This is the mail archive of the
libc-alpha@sourceware.org
mailing list for the glibc project.
Re: [PATCH RFC] Imporve 64bit memset performance for Haswell CPU with AVX2 instruction
- From: Ling Ma <ling dot ma dot program at gmail dot com>
- To: neleai at seznam dot cz
- Cc: libc-alpha at sourceware dot org, rth at twiddle dot net, aj at suse dot com, liubov dot dmitrieva at gmail dot com, hjl dot tools at gmail dot com, Ling Ma <ling dot ml at alibaba-inc dot com>
- Date: Thu, 15 May 2014 09:05:53 +0800
- Subject: Re: [PATCH RFC] Imporve 64bit memset performance for Haswell CPU with AVX2 instruction
- Authentication-results: sourceware.org; auth=none
- References: <1396850238-29041-1-git-send-email-ling dot ma at alipay dot com> <20140513173616 dot GC5047 at domone dot podge>
2014-05-14 1:36 GMT+08:00, OndÅej BÃlka <neleai@seznam.cz>:
>
>
> On Mon, Apr 07, 2014 at 01:57:18AM -0400, ling.ma.program@gmail.com wrote:
>> From: Ling Ma <ling.ml@alibaba-inc.com>
>>
>> In this patch we take advantage of HSW memory bandwidth, manage to
>> reduce miss branch prediction by avoid using branch instructions and
>> force destination to be aligned with avx instruction.
>>
> Now when we have a haswell machine on our department I tested this
> implementation. Benchmark used and results are here.
>
> http://kam.mff.cuni.cz/~ondra/benchmark_string/memset_profile_avx130514.tar.bz2
> http://kam.mff.cuni.cz/~ondra/benchmark_string/memset_profile_avx.html
>
> This patch improves large inputs and does not regress
> small inputs much which gives a total 10% improvement on gcc test, it
> could be improved but it now looks good enough.
Ling: Thanks Ondra! you give us many good suggestions and encouragement
> I tried two alternatives. First is using avx2 in header(memset_fuse).

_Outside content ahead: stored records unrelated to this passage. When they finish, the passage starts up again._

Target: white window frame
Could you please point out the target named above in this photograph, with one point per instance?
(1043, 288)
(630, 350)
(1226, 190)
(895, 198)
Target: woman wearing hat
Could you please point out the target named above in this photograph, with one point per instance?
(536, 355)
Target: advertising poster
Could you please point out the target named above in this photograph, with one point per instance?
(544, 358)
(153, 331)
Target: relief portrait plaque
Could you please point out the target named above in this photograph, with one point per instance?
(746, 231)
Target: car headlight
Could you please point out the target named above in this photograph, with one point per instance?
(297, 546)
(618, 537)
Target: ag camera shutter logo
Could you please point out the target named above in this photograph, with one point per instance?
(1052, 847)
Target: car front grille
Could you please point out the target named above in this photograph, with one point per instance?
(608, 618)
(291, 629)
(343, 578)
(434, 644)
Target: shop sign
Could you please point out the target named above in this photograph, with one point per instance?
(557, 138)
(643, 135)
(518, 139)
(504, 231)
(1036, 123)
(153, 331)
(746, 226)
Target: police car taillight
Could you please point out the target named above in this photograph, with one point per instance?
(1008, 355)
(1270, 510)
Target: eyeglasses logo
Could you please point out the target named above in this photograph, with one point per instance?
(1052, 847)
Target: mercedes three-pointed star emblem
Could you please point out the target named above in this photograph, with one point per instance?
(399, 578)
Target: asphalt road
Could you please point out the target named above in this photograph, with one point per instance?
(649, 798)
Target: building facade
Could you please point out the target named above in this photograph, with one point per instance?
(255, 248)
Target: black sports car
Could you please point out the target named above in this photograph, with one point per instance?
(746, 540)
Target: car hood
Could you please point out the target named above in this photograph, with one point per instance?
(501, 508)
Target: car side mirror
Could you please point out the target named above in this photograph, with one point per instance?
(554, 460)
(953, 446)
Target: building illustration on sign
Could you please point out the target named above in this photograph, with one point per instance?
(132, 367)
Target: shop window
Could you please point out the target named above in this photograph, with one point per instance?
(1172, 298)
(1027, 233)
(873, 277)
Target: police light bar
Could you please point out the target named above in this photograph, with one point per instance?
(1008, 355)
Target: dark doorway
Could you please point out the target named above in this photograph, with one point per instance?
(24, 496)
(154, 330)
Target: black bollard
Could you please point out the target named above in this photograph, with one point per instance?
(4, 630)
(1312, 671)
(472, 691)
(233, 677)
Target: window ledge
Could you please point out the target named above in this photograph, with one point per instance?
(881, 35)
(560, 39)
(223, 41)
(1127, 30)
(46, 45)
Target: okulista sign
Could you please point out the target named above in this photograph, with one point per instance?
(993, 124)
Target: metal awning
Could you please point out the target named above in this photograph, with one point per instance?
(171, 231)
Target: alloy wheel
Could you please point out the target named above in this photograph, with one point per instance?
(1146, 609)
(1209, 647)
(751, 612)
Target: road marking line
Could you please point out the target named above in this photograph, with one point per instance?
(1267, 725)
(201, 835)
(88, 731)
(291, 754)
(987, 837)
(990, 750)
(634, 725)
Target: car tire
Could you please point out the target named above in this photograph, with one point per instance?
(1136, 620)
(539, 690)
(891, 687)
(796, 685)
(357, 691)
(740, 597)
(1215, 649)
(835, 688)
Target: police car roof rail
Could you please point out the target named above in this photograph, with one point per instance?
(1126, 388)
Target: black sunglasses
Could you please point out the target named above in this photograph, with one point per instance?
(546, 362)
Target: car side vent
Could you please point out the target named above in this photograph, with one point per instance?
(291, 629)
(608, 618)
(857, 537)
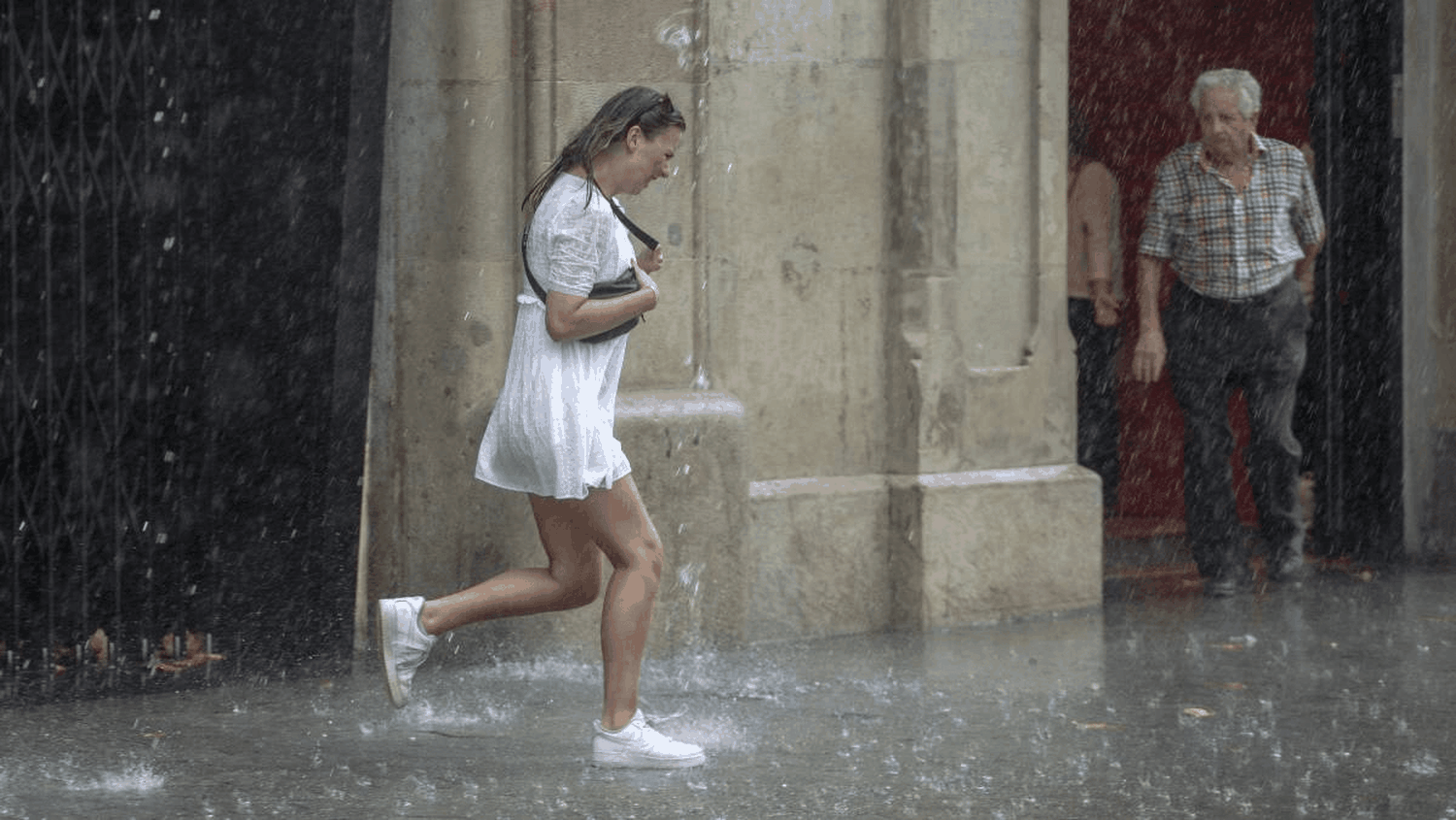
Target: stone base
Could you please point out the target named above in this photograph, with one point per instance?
(818, 558)
(986, 545)
(849, 555)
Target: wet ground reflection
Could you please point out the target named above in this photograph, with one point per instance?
(1325, 701)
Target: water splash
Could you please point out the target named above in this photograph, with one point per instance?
(678, 32)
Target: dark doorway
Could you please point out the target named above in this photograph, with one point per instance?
(189, 214)
(1327, 75)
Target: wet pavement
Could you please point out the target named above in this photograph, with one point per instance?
(1330, 700)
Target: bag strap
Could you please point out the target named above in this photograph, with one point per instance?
(643, 236)
(632, 227)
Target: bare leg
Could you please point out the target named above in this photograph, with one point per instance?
(576, 534)
(571, 578)
(629, 541)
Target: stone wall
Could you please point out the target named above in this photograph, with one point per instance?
(853, 408)
(1427, 119)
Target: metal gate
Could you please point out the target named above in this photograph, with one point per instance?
(171, 294)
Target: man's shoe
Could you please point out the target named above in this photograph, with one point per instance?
(402, 644)
(1289, 567)
(1225, 584)
(641, 746)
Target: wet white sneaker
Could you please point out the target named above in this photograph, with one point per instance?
(402, 644)
(641, 746)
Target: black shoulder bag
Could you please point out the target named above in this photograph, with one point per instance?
(620, 285)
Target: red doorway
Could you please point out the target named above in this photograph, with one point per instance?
(1132, 67)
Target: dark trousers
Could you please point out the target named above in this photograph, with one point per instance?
(1214, 346)
(1097, 396)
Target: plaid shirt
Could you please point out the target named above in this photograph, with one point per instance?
(1229, 245)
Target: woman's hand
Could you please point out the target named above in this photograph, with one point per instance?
(651, 259)
(648, 282)
(1107, 311)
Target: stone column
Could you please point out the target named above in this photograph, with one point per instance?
(989, 513)
(1429, 262)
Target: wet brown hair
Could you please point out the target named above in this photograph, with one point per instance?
(646, 108)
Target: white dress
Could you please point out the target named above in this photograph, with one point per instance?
(550, 430)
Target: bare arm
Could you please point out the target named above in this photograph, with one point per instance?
(1150, 352)
(577, 316)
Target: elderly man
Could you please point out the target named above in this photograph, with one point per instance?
(1237, 217)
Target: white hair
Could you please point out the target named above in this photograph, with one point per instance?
(1237, 81)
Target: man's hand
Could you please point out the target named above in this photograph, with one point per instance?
(1149, 355)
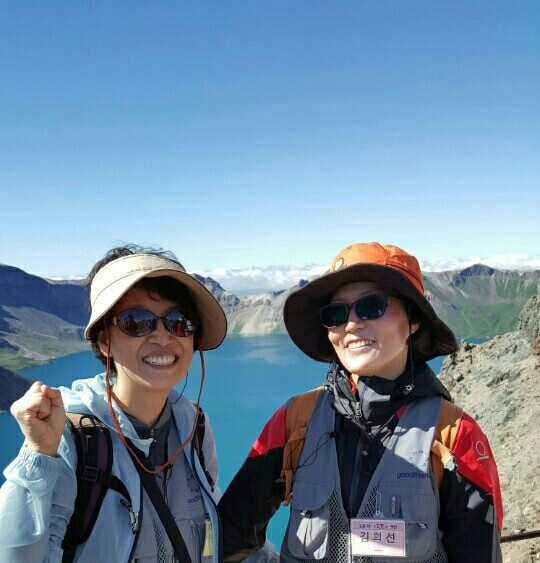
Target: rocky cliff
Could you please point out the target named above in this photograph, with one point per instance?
(497, 383)
(41, 319)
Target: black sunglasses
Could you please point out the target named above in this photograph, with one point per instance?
(367, 308)
(141, 322)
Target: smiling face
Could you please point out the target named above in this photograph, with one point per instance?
(371, 347)
(153, 363)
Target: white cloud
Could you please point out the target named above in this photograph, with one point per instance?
(245, 281)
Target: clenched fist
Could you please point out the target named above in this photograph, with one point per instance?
(42, 418)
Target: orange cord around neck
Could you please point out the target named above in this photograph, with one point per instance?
(119, 430)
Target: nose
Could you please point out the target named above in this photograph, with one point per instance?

> It look it helps, it adds additional 0.5% of performance. However I tried
> to
> crosscheck this with bash shell where comparison is in opposite
> direction so I not entirely sure yet, see
>
> http://kam.mff.cuni.cz/~ondra/benchmark_string/haswell/memset_profile_avx/results_bash/result.html
>
Ling: Yes, we did the experiment on our 403.gcc(I list the download
address below), it slows performance between 0 and 256 bytes although
another benchmark gave us good result, so I said it hurt performance
in my last email.
>
> Second is checking if rep treshold is best one,
> this depends on application cache layout I do not have definite answer
> yet (memset_rep and memset_avx_v2 variants), when data is in L2 cache we
> could lower treshold to 1024 bytes but it slows real inputs for some
> reason.
>
Ling: Yes, because of this reason, I once tried to use prefetch
instruction in the code, and it will also hurt performance when the
data is in L1.
>
>> The CPU2006 403.gcc benchmark also indicate this patch improves
>> performance
>> from 22.9% to 59% compared with original memset implemented by sse2.
>>
> I inspected that benchmark with my profiler is not that good as its only
> simple
> part of gcc and two third of total time is spend on 240 long inputs.
Ling: please download www.yunos.org/tmp/test.memcpy.memset.zip, which
includes our whole benchmark ,readme.txt and result.xls. we can run &
check it.
>
> A large part of speedup could be explained that avx2 implementation has
> a special case branch for 128-256 byte range but current one uses loop.
> These distributions are different from other program and running gcc
> itself as short inputs are more common there.
>
>
>> + ALIGN(4)
>> +L(gobble_data):
>> +#ifdef SHARED_CACHE_SIZE_HALF
>> + mov $SHARED_CACHE_SIZE_HALF, %r9
>> +#else
>> + mov __x86_shared_cache_size_half(%rip), %r9
>> +#endif
>> + shl $4, %r9
>> + cmp %r9, %rdx
>> + ja L(gobble_big_data)
>> + mov %rax, %r9
>> + mov %esi, %eax
>> + mov %rdx, %rcx
>> + rep stosb
>> + mov %r9, %rax
>> + vzeroupper
>> + ret
>> +
>> + ALIGN(4)
>> +L(gobble_big_data):
>> + sub $0x80, %rdx
>> +L(gobble_big_data_loop):
>> + vmovntdq %ymm0, (%rdi)
>> + vmovntdq %ymm0, 0x20(%rdi)
>> + vmovntdq %ymm0, 0x40(%rdi)
>> + vmovntdq %ymm0, 0x60(%rdi)
>> + lea 0x80(%rdi), %rdi
>> + sub $0x80, %rdx
>> + jae L(gobble_big_data_loop)
>> + vmovups %ymm0, -0x80(%r8)
>> + vmovups %ymm0, -0x60(%r8)
>> + vmovups %ymm0, -0x40(%r8)
>> + vmovups %ymm0, -0x20(%r8)
>> + vzeroupper
>> + sfence
>> + ret
>
> That loop does seem to help on haswell at all, It is indistingushible from
> rep stosb loop above. I used following benchmark to check that with
> different sizes but performance stayed same.
>
> #include <stdlib.h>
> #include <string.h>
> int main(){
> int i;
> char *x=malloc(100000000);
> for (i=0;i<100;i++)
> MEMSET(x,0,100000000);
>
> }
>
>
> for I in `seq 1 10`; do
> echo avx
> gcc -L. -DMEMSET=__memset_avx2 -lc_profile big.c
> time LD_LIBRARY_PATH=. ./a.out
> echo rep
> gcc -L. -DMEMSET=__memset_rep -lc_profile big.c
> time LD_LIBRARY_PATH=. ./a.out
> done
Ling: Ok, I will test it seriously, then send out new version.
Thanks!
Ling